Up to date, the effects of fish oil supplements on the incidence of CMM have not been reported. Our results suggested that among hypertensive patients, baseline use of fish oil was significantly associated with a reduced risk of CMM, all-cause mortality, and cardiac mortality. Even though the associations seemed moderate, the use of fish oil might benefit public health greatly, based on the increasing disease burden of hypertension.
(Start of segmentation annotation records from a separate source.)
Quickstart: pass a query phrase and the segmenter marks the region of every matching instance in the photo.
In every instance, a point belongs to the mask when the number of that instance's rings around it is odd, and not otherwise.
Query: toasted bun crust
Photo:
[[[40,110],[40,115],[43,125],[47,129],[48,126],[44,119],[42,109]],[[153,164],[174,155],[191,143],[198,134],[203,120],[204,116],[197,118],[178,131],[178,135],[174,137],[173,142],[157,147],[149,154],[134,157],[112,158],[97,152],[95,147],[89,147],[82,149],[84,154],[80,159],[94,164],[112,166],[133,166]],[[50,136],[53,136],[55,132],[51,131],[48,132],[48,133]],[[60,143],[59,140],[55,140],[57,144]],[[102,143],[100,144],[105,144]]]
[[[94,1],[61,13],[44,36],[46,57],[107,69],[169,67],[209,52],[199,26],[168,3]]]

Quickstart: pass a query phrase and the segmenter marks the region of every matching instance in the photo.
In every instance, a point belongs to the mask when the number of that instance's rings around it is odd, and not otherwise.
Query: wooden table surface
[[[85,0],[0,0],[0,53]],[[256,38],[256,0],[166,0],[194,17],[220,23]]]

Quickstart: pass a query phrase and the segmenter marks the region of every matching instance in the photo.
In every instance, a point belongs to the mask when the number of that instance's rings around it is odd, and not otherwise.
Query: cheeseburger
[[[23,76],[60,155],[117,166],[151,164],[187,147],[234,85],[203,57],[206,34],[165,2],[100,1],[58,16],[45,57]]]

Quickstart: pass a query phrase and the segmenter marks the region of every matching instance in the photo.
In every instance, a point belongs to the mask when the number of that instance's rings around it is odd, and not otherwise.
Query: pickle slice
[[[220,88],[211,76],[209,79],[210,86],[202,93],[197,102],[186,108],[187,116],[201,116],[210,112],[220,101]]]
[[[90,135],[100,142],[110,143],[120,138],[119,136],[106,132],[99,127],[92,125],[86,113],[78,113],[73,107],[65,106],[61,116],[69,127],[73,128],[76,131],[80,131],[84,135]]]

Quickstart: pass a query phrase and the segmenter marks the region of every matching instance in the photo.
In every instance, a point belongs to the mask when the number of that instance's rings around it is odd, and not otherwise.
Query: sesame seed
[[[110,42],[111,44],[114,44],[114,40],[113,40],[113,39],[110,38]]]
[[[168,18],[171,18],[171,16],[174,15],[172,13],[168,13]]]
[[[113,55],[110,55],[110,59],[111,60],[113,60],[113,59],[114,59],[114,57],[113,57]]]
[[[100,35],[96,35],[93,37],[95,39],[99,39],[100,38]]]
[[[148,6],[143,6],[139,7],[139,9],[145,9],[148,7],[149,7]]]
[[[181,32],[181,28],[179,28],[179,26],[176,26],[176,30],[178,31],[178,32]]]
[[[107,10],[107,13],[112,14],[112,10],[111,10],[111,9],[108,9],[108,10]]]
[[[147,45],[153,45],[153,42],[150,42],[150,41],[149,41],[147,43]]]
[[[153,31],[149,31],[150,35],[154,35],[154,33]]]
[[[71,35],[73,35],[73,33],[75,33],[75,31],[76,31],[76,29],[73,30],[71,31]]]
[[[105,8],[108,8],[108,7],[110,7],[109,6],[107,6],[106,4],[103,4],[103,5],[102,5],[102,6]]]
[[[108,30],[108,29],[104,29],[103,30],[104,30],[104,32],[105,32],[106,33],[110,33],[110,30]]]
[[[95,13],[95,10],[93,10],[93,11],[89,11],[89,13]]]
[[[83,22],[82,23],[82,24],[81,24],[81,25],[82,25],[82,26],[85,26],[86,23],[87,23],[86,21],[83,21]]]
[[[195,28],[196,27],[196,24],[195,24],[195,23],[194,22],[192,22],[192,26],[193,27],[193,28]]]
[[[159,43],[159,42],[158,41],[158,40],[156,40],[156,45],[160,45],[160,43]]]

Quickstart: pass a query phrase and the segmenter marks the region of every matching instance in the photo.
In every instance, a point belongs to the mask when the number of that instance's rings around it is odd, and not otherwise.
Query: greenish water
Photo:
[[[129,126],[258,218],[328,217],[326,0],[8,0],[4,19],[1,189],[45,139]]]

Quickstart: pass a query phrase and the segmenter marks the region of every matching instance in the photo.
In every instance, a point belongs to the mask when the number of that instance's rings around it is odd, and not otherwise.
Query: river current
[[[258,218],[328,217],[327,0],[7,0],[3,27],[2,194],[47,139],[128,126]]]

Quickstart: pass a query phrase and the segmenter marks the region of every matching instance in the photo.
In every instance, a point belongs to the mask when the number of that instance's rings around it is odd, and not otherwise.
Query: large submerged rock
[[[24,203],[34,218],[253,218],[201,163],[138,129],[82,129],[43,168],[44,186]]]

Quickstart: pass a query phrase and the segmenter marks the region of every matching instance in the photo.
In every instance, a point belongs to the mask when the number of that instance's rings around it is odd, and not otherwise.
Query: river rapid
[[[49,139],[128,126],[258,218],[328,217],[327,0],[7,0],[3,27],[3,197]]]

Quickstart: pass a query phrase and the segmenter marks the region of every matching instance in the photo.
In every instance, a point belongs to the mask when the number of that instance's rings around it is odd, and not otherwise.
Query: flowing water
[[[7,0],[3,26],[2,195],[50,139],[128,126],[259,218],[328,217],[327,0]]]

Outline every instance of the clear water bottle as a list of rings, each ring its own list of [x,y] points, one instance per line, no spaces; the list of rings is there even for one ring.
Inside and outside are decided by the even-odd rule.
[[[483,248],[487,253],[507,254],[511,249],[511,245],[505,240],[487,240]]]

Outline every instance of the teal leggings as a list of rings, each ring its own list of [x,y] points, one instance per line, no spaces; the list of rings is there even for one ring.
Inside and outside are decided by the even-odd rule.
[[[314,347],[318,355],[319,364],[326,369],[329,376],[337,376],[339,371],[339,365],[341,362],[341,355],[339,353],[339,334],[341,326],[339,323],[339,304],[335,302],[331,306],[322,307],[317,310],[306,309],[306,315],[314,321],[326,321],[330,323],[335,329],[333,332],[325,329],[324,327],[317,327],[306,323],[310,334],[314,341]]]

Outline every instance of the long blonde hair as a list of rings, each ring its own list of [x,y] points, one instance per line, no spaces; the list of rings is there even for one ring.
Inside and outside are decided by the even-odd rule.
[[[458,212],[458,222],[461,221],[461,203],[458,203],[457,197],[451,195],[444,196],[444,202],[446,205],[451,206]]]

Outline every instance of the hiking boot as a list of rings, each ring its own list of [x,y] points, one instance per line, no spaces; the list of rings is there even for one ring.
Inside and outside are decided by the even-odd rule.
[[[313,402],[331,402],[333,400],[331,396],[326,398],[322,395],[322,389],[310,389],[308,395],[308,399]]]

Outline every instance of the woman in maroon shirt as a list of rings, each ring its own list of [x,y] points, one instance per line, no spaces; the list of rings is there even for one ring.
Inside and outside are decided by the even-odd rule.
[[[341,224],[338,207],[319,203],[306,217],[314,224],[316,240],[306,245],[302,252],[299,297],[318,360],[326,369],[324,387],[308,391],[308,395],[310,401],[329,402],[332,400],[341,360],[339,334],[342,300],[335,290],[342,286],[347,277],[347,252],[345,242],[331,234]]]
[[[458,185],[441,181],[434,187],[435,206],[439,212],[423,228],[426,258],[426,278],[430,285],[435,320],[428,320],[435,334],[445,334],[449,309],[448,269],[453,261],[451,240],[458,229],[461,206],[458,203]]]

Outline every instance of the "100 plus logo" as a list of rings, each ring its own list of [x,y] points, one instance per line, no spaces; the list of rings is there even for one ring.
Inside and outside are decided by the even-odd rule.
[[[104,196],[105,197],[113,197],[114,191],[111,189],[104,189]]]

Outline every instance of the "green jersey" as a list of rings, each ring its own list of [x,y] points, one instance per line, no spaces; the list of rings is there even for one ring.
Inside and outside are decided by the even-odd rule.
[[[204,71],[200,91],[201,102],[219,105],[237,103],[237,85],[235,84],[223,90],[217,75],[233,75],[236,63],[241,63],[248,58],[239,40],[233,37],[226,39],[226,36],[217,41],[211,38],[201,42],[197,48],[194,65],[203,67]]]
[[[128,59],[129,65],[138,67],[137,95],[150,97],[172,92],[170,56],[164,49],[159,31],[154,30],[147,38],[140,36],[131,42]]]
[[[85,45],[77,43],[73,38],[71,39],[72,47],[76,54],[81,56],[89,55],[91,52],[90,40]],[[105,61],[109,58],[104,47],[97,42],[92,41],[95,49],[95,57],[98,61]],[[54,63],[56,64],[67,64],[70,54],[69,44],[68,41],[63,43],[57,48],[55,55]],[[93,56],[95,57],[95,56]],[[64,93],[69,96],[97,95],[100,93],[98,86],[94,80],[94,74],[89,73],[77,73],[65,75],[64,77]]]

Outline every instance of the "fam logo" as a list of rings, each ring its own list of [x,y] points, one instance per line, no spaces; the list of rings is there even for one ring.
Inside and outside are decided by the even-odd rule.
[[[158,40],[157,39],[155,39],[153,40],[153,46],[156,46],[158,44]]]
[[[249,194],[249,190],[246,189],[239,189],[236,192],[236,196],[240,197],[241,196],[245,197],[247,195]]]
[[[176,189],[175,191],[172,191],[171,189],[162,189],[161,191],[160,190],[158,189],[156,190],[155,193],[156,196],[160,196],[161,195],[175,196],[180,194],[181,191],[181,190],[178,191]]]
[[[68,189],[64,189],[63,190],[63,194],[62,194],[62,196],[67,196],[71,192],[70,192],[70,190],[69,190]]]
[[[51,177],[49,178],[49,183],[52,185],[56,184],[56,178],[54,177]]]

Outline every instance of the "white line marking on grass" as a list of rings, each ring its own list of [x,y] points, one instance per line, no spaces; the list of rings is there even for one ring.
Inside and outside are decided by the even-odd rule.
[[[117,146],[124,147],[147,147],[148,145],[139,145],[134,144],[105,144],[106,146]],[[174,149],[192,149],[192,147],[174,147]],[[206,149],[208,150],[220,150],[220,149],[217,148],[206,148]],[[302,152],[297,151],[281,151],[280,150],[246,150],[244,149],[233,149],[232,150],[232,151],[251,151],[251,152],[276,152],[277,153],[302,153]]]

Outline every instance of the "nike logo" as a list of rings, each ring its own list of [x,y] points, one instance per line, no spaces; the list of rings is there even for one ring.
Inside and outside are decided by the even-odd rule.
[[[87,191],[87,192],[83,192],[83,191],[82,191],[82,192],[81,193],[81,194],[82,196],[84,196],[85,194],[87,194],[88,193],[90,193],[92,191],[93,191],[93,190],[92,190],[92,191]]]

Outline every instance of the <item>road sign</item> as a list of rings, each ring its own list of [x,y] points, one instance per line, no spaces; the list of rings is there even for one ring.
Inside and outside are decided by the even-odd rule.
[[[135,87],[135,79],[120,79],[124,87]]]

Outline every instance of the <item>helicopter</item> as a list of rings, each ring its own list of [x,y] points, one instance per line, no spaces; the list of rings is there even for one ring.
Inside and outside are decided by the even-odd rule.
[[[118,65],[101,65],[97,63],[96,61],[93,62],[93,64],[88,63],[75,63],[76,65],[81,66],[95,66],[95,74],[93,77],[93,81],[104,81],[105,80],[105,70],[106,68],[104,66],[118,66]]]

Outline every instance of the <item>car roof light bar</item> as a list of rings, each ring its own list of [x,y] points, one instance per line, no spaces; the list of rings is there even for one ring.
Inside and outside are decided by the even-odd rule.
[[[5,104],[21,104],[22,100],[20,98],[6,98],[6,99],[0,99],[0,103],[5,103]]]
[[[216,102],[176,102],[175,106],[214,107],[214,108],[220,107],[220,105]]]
And most commercially accessible supplements of fish oil contain both EPA and DHA in moderate doses (< 600 mg per g of oil) [15], while highly purified and easily absorbed pharmaceuticals of n-3 PUFAs have risen, made a great coup in RCTs, and have been introduced by European Society of Cardiology (ESC) and the European Atherosclerosis Society (EAS) guidelines for the management of dyslipidaemias [22, 43, 52, 53]. Thus, our results tend to underestimate the protective role of fish oil, and further clinical trials are needed to prove the causality of our findings, and find feasible doses and formulations of fish-oil supplements with stronger effects.

Strengths and limitations

Our study has several strengths. First, UK Biobank, a prospective cohort with long follow-up periods, enabled us to conduct analyses in a real-world setting. Second, a large sample size and number of events made it possible to concentrate on the progression of CMM among patients with hypertension and estimate the role of fish oil. Third, with the detailed information in participants’ characteristics, we were able to account for confounding factors, and conduct stratified and sensitivity analyses.

Nevertheless, our study has limitations. First, participants in UK Biobank were volunteers mainly from European descent. They were healthier and less socioeconomically deprived than the general population of U.K. [54]. It needs caution to extend our results to other populations and areas. Second, the exposure in our study was a self-reported, binary variable derived at recruitment. The detailed information on its brand, formulation, doses, and duration was unclear. It hindered us from assessing the dose/time-dependent role of fish oil supplements and identifying specific roles of its ingredients. Third, we have carefully adjusted for covariables in multiple aspects, but there are other residual confounding factors which were not involved in our analyses. The existence of these factors may also modify the results of our study. Fourth, we used information in exposure and covariates collected at baseline in our analyses. During a long follow-up period, these variables were prone to change, contributing to potential dilution bias and measurement errors. Nevertheless, the reproducibility of fish oil using conditions in UK Biobank has been proved to be stable and reliable (especially during the first 9.0 follow-up years) [34]. To compensate for the potential alterations in exposure and covariates, we also verified our results in sensitivity analyses by truncating the follow-up periods to 9.0 years. Finally, reverse causality cannot be eliminated in this observational research, although we have excluded the participants who died within the first 2 years of follow-up or had new-onset hypertension in sensitivity analyses.

Conclusion

Baseline use of fish oil supplements was associated with a reduced risk of CMM occurrence and all-cause mortality. Further clinical trials are needed to prove this hypothesis and provide evidence to support the use of fish oil among patients with hypertension, for greater clinical benefits.